Week 7: Propaganda in Advertising – Blog 6

By Nick Verbin

This week’s blog post is about propaganda techniques used in advertising. A company or marketing firm might use these tactics to their advantage because it is proven to be strongly persuasive to the average viewer, even if the content of the advertisement may be vague or inaccurate. For my advertisement analysis, I chose a Smartwater ad. The text reads “Pure Zen. We can’t promise inner peace, but inner purity? Yeah, every bottle comes with that”, and the image features a photograph of Jennifer Aniston, a well-known actress who was made famous for her role in television sitcom “Friends” and her acting in many movies in the twenty-first century.

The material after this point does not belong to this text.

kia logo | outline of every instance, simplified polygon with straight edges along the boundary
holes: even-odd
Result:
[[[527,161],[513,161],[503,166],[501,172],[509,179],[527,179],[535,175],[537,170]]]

The propaganda techniques being used in this advertisement are “Appeal to authority” and “Glittering generalities”. For example, the advertisement is for a bottle of water, yet it features a famous actress and celebrity on the artwork. Is Jennifer Aniston a spokesperson or expert on water? While she certainly drinks water, I doubt she is an expert on the subject, and her appearance is simply a ploy for people to think “Hey, Jennifer Aniston drinks Smartwater? Maybe I should, too!”

The language used in the ad represents the “glittering generalities” fallacy. Using key words like “Zen”, “peace”, and “purity” are all words that trigger positive emotions, but do not actually describe the taste of Smartwater. Rather, it evokes positive feelings of tranquility that may cause a viewer to crave Smartwater.